Web Crawling for Clues
The hard part of Cafarella’s work is information extraction. Ads for sex workers in the dark web contain price, location, and service details. Earlier technology, Cafarella says, suffered from mistakes and imprecision. For example, it might interpret a 48103 zip code as the price $48,103. Earlier methods missed important data, too. “Just like if a reader were being really fast and sloppy, they might skip over a lot of things,” he says.
Cafarella’s work with collaborators has improved dark net search tools. “So far, we’ve made the whole process of building a high-quality data set faster and easier.”
Their program can do things like search for similar elements in separate images, such as furniture from the same hotel room that appears in multiple photos. If different sex workers pose for ads in front of the same hotel furniture, they’re more likely part of the same trafficking operation.
His program also scans ads for phone numbers—even those numbers that human traffickers write by hand or otherwise obscure to dodge automated searches. “They’ll put in an image instead of text, like you would your email address if you want to avoid spammers,” Cafarella says. “Or they’ll spell it in a crazy way, or use a mixture of words and numbers to spell it out.”
A slew of phone numbers with consecutive final digits, listed in related sex ads, may indicate that someone bought a suspiciously large number of cell phones for the purpose. Another clue is the same phone number showing up in ads that switch locations frequently: Human traffickers disorient their victims by moving them from place to place, minimizing access to social ties and local resources, and making it tough for captives to escape.
Dark Web Discount
Computer code and web crawlers can’t, of course, perfectly translate the human reality captured in sex ad data. Here’s where social science comes in.

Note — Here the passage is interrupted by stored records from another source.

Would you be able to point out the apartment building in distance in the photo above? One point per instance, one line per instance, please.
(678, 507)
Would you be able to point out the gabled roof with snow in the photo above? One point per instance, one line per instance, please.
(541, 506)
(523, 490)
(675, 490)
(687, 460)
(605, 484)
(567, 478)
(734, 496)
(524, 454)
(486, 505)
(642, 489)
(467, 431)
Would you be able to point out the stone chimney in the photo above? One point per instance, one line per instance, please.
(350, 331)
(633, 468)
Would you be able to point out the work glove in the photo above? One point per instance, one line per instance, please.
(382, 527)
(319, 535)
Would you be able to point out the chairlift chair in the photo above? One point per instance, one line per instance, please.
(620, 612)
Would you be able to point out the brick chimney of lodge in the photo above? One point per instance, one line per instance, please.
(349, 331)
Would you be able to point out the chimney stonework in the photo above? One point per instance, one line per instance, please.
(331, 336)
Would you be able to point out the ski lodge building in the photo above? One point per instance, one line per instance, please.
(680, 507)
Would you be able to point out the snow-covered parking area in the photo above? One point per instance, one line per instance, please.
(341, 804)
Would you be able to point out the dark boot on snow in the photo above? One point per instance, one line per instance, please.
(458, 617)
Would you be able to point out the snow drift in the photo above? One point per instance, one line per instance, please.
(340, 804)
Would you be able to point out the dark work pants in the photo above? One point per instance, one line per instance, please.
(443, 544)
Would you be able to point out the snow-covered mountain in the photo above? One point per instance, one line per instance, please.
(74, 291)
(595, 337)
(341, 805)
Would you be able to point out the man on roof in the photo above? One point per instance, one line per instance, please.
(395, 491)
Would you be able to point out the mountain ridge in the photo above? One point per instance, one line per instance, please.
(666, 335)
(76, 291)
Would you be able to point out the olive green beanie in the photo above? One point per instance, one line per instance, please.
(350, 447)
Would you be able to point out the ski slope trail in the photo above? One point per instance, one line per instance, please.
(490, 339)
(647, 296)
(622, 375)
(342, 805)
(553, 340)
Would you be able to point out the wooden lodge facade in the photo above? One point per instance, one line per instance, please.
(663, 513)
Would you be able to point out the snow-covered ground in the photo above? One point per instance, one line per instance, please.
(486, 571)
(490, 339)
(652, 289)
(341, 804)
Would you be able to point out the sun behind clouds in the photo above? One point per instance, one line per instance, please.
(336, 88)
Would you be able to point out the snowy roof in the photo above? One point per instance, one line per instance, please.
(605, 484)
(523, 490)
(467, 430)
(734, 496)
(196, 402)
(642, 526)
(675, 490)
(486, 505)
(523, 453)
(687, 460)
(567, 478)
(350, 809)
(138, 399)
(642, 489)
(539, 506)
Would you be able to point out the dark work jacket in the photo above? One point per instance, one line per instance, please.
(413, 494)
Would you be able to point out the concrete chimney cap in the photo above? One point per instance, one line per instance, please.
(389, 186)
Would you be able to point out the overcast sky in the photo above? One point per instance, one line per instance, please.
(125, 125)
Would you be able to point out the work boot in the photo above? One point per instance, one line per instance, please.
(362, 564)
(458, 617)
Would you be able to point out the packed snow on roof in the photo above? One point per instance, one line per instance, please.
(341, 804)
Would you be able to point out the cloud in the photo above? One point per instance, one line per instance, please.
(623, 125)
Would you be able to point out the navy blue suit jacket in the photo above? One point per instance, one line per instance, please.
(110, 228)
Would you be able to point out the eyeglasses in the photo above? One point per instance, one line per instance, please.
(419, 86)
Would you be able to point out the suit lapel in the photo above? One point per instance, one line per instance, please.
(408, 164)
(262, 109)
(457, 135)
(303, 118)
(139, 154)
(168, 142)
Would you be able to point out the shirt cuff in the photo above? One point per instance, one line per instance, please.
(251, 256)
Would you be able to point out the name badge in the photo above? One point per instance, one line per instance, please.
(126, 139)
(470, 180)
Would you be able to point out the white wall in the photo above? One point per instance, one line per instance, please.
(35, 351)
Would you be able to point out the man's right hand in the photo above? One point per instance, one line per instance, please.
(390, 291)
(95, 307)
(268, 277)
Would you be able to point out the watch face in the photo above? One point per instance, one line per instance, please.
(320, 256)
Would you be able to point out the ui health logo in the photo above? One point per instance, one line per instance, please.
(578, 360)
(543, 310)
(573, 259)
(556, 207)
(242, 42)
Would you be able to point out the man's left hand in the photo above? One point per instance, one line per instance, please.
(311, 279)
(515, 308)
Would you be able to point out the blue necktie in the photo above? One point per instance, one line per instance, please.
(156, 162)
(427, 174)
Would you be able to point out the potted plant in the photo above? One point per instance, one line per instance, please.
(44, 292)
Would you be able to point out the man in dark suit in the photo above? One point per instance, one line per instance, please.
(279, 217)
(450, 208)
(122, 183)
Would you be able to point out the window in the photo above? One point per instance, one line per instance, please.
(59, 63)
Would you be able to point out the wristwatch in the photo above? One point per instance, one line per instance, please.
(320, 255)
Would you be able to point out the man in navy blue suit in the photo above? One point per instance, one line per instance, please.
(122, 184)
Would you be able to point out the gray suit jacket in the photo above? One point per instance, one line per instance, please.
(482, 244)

“The goal is to understand economic models of how people do the pricing,” says Cafarella. “If we can understand the market and how and why people price, then we can look at a sex worker who’s much cheaper in her advertisement than you might expect, which suggests that the worker is not pricing her own services.” He says law enforcement can flag and prioritize such outliers who don’t follow expected economic incentives. Those sex workers may create a trail toward a human trafficker who’s actually making the rules and setting the price.
The whole idea is based on economic rationality. Take, for example, out-calls, when a sex worker travels to a client, and in-calls, when a sex worker stays in place and the client travels. “Sex workers charge more for out-calls across every city in the data set,” Cafarella explains. “Why would that be? One hypothesis is that traveling takes time and money—you have to get in your car and go somewhere. So part of the higher price might reflect commuting time. And that’s true: Commuting time accounts for between half and two-thirds of the price premium.” When sex workers charge rates below the market value—on out-calls or otherwise—Cafarella raises a red flag.
Although Memex research currently revolves around the sex trade, Cafarella’s innovations can help solve other problems in science, industry, and government.
His work can help identify systems of terrorist recruitment; bust money-laundering operations; build fossil databases from a century’s worth of paleontology publications; identify the genetic basis of diseases by drawing from thousands of biomedical studies; and generally find hidden connections among people, places, and things.
“I would never have thought a few years ago that database and data-mining research could have such an impact, and it’s really exciting,” says Cafarella. “Our data has been shipped to law enforcement, and we hear that it’s been used to make real arrests. That feels great.”